Reputation: 34564
I have an array of structs
called struct Test testArray[25]
.
The Test struct
contains a member called int size
.
What is the fastest way to get another array of Test structs
that contain all from the original excluding the 5 largest, based on the member size
? WITHOUT modifying the original array.
NOTE: Amount of items in the array can be much larger, was just using this for testing and the values could be dynamic. Just wanted a slower subset for testing.

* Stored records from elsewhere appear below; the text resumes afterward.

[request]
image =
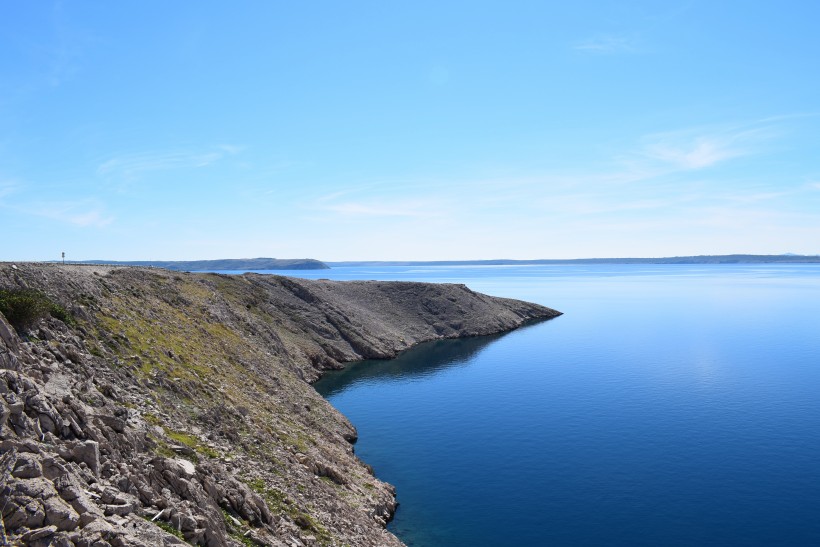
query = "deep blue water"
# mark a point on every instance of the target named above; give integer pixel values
(670, 405)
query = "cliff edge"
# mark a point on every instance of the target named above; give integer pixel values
(150, 407)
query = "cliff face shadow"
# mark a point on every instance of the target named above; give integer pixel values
(423, 360)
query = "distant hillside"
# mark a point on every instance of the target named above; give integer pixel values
(702, 259)
(224, 264)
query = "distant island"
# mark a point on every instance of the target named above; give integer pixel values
(700, 259)
(222, 264)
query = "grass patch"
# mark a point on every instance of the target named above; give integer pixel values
(278, 502)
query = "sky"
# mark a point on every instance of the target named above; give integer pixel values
(443, 130)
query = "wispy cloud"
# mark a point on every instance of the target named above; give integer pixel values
(88, 213)
(698, 148)
(607, 44)
(130, 167)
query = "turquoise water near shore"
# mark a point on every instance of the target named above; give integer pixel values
(669, 405)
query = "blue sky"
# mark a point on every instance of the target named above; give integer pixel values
(408, 130)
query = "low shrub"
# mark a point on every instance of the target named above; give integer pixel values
(23, 308)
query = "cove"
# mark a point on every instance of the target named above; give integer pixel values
(667, 406)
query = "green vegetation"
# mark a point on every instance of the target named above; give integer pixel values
(23, 308)
(278, 502)
(191, 442)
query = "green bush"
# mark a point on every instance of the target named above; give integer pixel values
(23, 308)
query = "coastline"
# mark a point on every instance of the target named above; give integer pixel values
(206, 378)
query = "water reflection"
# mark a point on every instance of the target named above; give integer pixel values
(423, 360)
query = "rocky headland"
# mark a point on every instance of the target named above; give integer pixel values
(149, 407)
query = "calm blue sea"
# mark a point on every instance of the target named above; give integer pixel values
(670, 405)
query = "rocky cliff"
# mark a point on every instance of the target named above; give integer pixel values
(165, 408)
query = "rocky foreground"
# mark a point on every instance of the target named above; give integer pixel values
(169, 408)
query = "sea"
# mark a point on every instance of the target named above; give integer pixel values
(671, 405)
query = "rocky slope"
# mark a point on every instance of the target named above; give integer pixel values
(168, 407)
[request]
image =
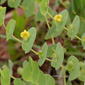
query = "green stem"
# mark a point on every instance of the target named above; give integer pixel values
(2, 36)
(53, 41)
(64, 79)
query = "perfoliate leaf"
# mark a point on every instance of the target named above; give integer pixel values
(2, 15)
(14, 3)
(29, 7)
(5, 76)
(57, 27)
(82, 72)
(43, 54)
(73, 67)
(73, 29)
(58, 56)
(44, 7)
(18, 82)
(27, 44)
(10, 29)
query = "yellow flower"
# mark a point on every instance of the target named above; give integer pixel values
(58, 18)
(83, 39)
(25, 35)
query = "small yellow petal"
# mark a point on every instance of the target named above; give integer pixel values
(58, 18)
(25, 35)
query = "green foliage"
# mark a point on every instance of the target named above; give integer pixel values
(43, 54)
(58, 56)
(26, 6)
(61, 33)
(73, 67)
(5, 76)
(14, 3)
(18, 82)
(57, 28)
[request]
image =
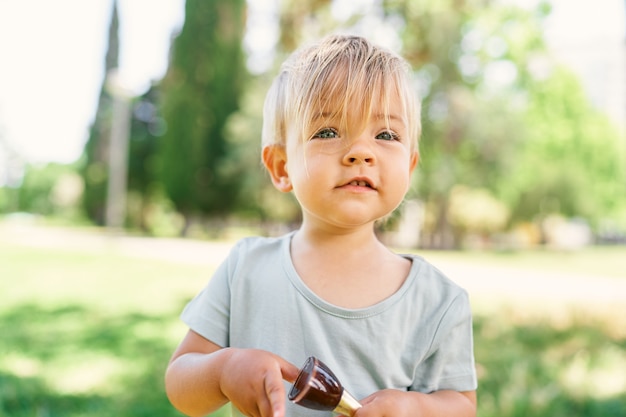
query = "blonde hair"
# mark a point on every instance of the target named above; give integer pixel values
(332, 78)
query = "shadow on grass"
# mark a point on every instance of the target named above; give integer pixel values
(73, 361)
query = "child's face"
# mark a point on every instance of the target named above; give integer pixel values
(343, 178)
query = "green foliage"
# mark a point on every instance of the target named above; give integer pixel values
(199, 92)
(90, 333)
(51, 189)
(537, 369)
(572, 161)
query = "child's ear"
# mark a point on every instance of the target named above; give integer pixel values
(415, 157)
(275, 160)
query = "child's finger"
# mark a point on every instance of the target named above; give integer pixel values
(275, 393)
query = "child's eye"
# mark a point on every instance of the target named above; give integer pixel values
(387, 135)
(326, 133)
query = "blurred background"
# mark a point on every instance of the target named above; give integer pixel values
(130, 162)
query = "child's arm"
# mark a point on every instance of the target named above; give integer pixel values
(394, 403)
(201, 377)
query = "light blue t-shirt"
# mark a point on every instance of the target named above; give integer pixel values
(418, 339)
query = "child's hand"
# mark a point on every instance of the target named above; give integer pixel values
(252, 381)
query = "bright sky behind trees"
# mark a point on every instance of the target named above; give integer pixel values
(52, 56)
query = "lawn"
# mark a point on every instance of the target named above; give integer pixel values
(89, 333)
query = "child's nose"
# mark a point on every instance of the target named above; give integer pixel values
(359, 152)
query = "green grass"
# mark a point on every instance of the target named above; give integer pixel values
(90, 333)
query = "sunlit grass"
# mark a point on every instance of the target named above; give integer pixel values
(89, 333)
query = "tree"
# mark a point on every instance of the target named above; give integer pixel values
(95, 170)
(197, 95)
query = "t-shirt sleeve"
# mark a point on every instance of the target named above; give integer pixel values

I was thinking of making a copy of the original testArray
and then sorting that array. Then return an array of Test structs
that did not contain the top 5 or bottom 5 (depending on asc or desc).
OR
Iterating through the testArray
looking for the largest 5 and then making a copy of the original array excluding the largest 5. This way seems like it would iterate through the array too many times comparing to the array of 5 largest that had been found.
Follow up question:
Here is what i am doing now, let me know what you think?
Considering the number of largest elements i am interested in is going to remain the same, i am iterating through the array and getting the largest element and swapping it to the front of the array. Then i skip the first element and look for the largest after that and swap it into the second index... so on so forth. Until i have the first 5 largest. Then i stop sorting and just copy the sixth index to the end into a new array.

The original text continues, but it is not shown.